Organizations about to embark on digital transformational journeys are faced with immense pressure — but at the same time, they can tap into new opportunities. These organizations need to reimagine their businesses from the ground up and develop new foundational infrastructures building with digital technology and agility at their core.
The healthcare industry is moving fast in this regard, with 84% of U.S.-based healthcare companies having already fully digitized their health records.
While the transition may not seem huge on the surface, simply switching to digital health records has far-reaching benefits. Not only do these organizations provide higher quality patient care, but they are also able to provide their patients with better treatment outcomes, provide staff members with better workplace experiences and minimize the cost of treatments and services for patients. Non-digital healthcare organizations are quickly falling behind in all these regards.
That said, healthcare organizations are only scratching the surface of the benefits of digital transformation. In the next few years, we will see these organizations continue to adopt more agile high-tech solutions and overhaul more aspects of their traditional infrastructure — think data-driven, technology-centric patient care and back-end management.
Advancements in digital transformation reach far beyond digital records. Specifically, patient care has become increasingly hi-tech and automated for the benefit of the patient. For example, remote-monitoring capabilities help patient care providers understand a patient’s status in real time and can send alerts to the appropriate contact in the event of emergency.
But widespread adoption of certain technologies hasn’t yet happened. AI might be the industry’s current go-to buzzphrase, but only 33% of U.S. healthcare organizations are currently implementing AI technology throughout their internal and external processes.

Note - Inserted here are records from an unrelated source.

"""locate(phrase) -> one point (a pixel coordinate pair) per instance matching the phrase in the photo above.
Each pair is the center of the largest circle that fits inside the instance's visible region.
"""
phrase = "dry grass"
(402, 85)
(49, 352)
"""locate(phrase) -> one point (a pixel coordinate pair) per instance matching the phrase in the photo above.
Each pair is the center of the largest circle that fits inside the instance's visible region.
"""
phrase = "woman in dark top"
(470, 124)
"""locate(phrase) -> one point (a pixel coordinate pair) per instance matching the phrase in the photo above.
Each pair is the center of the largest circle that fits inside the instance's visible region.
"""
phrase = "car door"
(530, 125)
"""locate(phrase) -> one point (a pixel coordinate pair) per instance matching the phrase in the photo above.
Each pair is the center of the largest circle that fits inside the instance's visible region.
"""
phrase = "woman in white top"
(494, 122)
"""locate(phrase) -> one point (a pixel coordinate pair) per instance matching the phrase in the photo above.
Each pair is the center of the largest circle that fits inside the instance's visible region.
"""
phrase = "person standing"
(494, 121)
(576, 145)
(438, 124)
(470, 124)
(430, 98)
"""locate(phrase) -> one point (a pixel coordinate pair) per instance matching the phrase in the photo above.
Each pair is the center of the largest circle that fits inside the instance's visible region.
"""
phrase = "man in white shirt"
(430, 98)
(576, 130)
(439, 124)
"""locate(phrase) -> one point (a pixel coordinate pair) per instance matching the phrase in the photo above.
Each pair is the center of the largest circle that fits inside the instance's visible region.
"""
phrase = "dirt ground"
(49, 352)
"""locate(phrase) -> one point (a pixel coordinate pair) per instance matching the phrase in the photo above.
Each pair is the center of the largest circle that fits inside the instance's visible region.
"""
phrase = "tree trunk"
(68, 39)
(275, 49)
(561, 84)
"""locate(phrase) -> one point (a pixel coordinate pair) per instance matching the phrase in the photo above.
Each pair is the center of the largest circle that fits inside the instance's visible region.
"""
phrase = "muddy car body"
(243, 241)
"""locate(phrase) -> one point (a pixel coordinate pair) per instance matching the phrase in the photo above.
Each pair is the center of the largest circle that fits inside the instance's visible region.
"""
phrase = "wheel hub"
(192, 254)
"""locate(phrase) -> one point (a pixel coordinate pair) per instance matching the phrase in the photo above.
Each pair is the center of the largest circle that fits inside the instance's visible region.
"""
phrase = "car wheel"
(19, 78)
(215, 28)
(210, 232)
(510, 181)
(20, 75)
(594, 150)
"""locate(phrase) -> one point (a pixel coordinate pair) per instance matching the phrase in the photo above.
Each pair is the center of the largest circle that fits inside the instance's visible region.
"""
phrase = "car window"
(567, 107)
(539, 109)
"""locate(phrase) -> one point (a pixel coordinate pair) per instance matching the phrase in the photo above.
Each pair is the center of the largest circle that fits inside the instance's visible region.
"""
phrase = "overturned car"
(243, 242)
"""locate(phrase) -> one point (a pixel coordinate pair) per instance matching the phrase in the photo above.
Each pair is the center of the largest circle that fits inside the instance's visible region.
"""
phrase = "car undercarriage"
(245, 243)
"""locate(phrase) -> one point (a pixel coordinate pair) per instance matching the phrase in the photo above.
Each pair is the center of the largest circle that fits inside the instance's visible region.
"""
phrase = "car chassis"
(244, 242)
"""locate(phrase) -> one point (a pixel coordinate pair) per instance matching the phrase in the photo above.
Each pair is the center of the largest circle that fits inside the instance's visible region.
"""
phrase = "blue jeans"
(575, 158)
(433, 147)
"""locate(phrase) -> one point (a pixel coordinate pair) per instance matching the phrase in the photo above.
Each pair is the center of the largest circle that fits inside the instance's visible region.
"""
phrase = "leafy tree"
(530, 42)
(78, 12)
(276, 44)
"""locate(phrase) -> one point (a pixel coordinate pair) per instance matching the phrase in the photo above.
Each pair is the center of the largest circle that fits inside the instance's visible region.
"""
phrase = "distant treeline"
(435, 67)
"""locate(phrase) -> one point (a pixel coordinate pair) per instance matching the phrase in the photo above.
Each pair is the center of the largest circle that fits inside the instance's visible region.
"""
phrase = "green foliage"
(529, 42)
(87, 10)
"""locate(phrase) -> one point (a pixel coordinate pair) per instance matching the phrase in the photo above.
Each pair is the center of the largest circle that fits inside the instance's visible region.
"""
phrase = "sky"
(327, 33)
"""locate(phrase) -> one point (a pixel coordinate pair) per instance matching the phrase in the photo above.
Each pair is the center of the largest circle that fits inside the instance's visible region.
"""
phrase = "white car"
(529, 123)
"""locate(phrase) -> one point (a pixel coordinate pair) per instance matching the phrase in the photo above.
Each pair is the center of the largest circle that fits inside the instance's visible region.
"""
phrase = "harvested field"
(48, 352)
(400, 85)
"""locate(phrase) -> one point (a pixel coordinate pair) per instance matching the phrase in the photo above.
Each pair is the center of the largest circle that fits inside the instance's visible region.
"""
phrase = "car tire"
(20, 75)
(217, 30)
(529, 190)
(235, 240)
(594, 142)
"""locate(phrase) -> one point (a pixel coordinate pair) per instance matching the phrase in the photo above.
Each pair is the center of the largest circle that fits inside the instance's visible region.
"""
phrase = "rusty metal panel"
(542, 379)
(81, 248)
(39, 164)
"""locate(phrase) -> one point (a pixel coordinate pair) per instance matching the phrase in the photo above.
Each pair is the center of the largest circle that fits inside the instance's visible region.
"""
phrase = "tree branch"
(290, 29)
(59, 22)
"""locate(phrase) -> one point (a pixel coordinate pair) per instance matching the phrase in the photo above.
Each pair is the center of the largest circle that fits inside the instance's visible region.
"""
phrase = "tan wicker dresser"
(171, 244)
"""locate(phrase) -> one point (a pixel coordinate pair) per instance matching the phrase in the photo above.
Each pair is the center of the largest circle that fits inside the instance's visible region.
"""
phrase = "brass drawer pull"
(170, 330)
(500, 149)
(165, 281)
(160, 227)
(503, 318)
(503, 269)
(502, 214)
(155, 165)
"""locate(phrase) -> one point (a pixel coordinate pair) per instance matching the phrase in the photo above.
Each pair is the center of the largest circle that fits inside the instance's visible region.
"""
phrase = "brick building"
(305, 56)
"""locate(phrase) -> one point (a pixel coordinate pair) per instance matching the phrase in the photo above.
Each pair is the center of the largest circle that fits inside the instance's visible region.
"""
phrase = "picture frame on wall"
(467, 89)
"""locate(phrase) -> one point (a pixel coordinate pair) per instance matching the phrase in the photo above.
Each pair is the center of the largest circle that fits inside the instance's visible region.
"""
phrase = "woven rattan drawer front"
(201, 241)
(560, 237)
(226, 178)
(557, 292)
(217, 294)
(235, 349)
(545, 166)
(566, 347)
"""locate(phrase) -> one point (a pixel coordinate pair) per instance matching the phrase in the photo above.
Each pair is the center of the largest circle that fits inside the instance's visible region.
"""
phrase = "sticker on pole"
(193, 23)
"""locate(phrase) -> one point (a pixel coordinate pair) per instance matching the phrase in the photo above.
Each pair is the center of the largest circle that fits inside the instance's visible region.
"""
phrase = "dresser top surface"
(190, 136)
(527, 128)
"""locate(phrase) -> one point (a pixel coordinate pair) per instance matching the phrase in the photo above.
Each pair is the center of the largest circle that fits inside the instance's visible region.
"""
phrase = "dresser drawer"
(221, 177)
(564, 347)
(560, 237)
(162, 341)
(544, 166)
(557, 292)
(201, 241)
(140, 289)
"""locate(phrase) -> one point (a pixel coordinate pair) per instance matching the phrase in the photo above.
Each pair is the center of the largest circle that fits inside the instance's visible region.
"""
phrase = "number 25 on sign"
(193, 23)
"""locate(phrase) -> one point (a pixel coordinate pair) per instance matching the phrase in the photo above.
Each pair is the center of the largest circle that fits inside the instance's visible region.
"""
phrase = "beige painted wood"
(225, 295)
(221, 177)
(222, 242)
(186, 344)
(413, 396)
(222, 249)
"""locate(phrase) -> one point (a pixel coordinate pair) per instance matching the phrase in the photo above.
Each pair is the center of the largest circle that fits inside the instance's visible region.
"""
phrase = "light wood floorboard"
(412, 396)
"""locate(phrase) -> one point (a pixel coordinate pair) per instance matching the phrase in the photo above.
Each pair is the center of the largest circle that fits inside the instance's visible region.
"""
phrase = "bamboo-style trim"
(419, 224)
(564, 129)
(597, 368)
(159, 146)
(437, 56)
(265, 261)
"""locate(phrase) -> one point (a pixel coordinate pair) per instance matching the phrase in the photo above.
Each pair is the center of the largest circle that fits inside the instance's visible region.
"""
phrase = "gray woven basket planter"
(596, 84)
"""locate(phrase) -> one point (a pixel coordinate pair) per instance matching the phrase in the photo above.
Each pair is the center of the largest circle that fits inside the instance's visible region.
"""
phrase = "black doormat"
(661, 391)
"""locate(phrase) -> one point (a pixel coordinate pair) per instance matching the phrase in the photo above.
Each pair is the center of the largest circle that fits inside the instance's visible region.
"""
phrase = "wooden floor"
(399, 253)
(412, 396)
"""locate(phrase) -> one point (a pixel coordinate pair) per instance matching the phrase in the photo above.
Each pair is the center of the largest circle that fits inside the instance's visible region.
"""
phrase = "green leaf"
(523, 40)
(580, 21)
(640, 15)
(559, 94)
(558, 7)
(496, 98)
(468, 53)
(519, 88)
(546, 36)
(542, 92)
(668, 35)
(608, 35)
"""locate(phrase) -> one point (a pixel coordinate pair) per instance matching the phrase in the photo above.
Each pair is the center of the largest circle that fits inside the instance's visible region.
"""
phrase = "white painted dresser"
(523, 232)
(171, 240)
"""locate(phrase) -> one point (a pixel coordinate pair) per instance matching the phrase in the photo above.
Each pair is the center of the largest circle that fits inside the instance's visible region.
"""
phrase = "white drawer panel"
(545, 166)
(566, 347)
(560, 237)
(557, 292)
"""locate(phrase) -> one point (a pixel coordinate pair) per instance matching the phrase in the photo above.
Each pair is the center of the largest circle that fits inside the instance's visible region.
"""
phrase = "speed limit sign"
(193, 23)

This shouldn’t be cause for concern, as professionals within the space have been vocal about the likelihood of widespread adoption by as soon as 2023. Specifically, AI will become integrated throughout internal processes — from triage and administrative duties — and ultimately find its way into providing preventative care and data- and AI-driven diagnostics capabilities. It will aid providers by understanding more about specific patient pro les and compiling data to help them make increasingly educated decisions.
Organizations are looking beyond the simple digitization of health records and toward actionable insights that AI-activated data can provide.
While AI investment may be slow at the moment, personalized care has become the industry standard. In fact, 75% of life sciences and healthcare organizations can customize products and services to almost every single interaction. Specifically, personalized implants will become increasingly agile, bringing more functionality than was imaginable even a half-decade ago. Access to newly developed biomaterials will change the way that we think about use cases for stent and prosthetic technology. New build processes will allow for more activations and more implantations than ever before — and at an unheard-of scale. AI-driven precision robotics will make even the most precise procedures minimally invasive and risk-free.
In short, we’re at a vital turning point in healthcare’s evolution. Organizations are looking beyond the simple digitization of health records and toward actionable insights that AI-activated data can provide. There’s no telling what technologies will break ground within the healthcare space — but it’s safe to say that organizations that invest early and often will be the ones who benefit.